Inflammation and Immune Response
Nine proteins associated with inflammation and immune system response had significant differential expression (Log2 fold change) between treatment and control groups (Table 1). Two of the nine proteins, S100-A8 (S100A8) and Coagulation factor X (F10), had a 1.27 and 0.23 decrease in expression in treatment groups, respectively. Five of the nine proteins had increases in expression: 0.92 for Platelet factor 4 (PF4), 1.10 for Galectin-3 (LGALS3), 1.50 for BPI fold-containing family A member 2 (BPIFA2), 2.30 for Protein AMBP (AMBP), and 2.40 for Arginase-1 (ARG1). Two of the immune proteins, Apoptosis-associated speck-like protein containing a CARD (PYCARD) and Calmodulin-4 (CALM4), lacked consistent signal between pairwise specimen comparisons. For PYCARD, one specimen showed increased expression and one showed decreased expression. For CALM4, two specimens were increased in expression and one decreased in expression.
Muscle Contraction
We recovered 13 proteins associated with muscle contraction, all of which had decreased expression for treatment specimens (Table 1). Seven of the 13 proteins are actin-based myosins (Myosins 1, 4, 7B, 8, Myosin Light chain 1, Tropomyosin 2, and Myosin regulatory light chain 2), with the remaining six being actin-specific proteins (Troponin T, Actins Alpha 1 and Alpha 2, Tintin, and Four and a half LIM domains protein 1).
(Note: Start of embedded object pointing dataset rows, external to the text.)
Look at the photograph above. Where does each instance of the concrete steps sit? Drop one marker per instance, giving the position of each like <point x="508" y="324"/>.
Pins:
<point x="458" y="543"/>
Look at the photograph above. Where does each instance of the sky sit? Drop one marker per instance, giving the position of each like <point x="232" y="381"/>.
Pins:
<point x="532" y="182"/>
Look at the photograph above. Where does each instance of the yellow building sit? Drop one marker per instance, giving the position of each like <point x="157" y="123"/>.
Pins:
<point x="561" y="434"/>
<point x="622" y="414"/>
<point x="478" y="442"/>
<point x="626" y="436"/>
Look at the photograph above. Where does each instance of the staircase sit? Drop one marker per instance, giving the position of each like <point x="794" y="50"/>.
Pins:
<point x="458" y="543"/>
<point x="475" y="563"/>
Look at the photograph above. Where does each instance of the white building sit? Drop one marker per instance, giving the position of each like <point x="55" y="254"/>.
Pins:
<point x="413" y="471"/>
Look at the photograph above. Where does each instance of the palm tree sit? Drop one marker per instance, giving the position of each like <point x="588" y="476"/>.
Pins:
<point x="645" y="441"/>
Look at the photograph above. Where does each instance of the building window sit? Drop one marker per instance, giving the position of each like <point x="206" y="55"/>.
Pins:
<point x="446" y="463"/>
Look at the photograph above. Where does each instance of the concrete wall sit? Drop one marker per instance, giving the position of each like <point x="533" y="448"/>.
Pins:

Preliminary Test of Developmental Archive
Genes associated with two of 20 tooth proteins previously found during mineralization (Pandya et al., 2017) are also found in tooth tissues prior to the onset of amelogenesis based on a query of GXD. Those genes are Alpl and Itgb1. Both are found only in the tooth developmental stage immediately prior to amelogenesis (TS21 associated with embryonic days 12.5-14). The genes associated with the remaining 18 proteins are found only in developmental stages associated with molar amelogenesis (TS22+, embryonic day 15 through postnatal day 8). Querying genes associated with our sample’s differentially expressed immune and actin-based myosin proteins within GXD revealed that immune genes are universally expressed within tooth tissues during all reported stages until adulthood. Actin-based myosins were present from the onset of mineralization forward. Two of the actin-based myosins (Actn2 & Fhl1) were reported as definitively absent from tooth tissues at E14.5 (i.e., just prior to mineralization) (Visel et al. 2004). Additionally, one gene (Myh1) was present in mineralization stages but was definitively absent from postnatal week 6-8 aged mouse specimens (Freeman et al. 1998).
Discussion
Developmental Archive
Results from GXD queries support the argument that our tooth proteome dataset primarily represents protein/gene expression during mineralization and not prior to mineralization. For example, genes for actin-based myosins of interest within our dataset are not expressed in mouse teeth prior to the onset of amelogenesis. While it is not possible to say whether the measured immune-system proteins in our sample were expressed during mineralization or at the time of euthanasia, previous studies (e.g., Green et al. (2019) and Jagr et al. (2019)) have identified immune and inflammation related proteins incorporated within mature enamel. In our case, we recover several of the immune related proteins reported by those studies, including S100A8 and CALM4 supporting the idea that molar enamel represents an archive of gene and protein expression during amelogenesis. Further evidence for this conclusion is supported by the fact that the gene for differentially expressed MYH1 in our dataset is not expressed after mineralization, indicating our MYH1 signal likely represents protein expression during mineralization rather than at a later time point (Freeman et al. 1998). Further, we would not expect expression of amelogenesis specific genes or proteins after the end of mineralization, because of the cessation of proliferation of ameloblasts and lack of vascularization within the fully mineralized tooth (Nanci 2007; Alghadeer et al. 2023). While this hypothesis requires further validation, our results support the concept that the recovered proteome represents a limited window of development.
Odontogenic Proteins
We predicted that proteins associated with enamel and dentin formation would be altered by our feeding experiment, and specifically that they would be decreased in expression. The major enamel forming protein, AMELX, was significantly reduced in expression for treatment specimens (Table 1). We anticipated that our dietary protein reduction would impact body and possibly tooth size, and thus predicted that AMELX expression would likely be decreased, because AMELX is a necessary component for the formation of enamel. While changes in AMELX met our expectations, changes in dentin forming proteins did not.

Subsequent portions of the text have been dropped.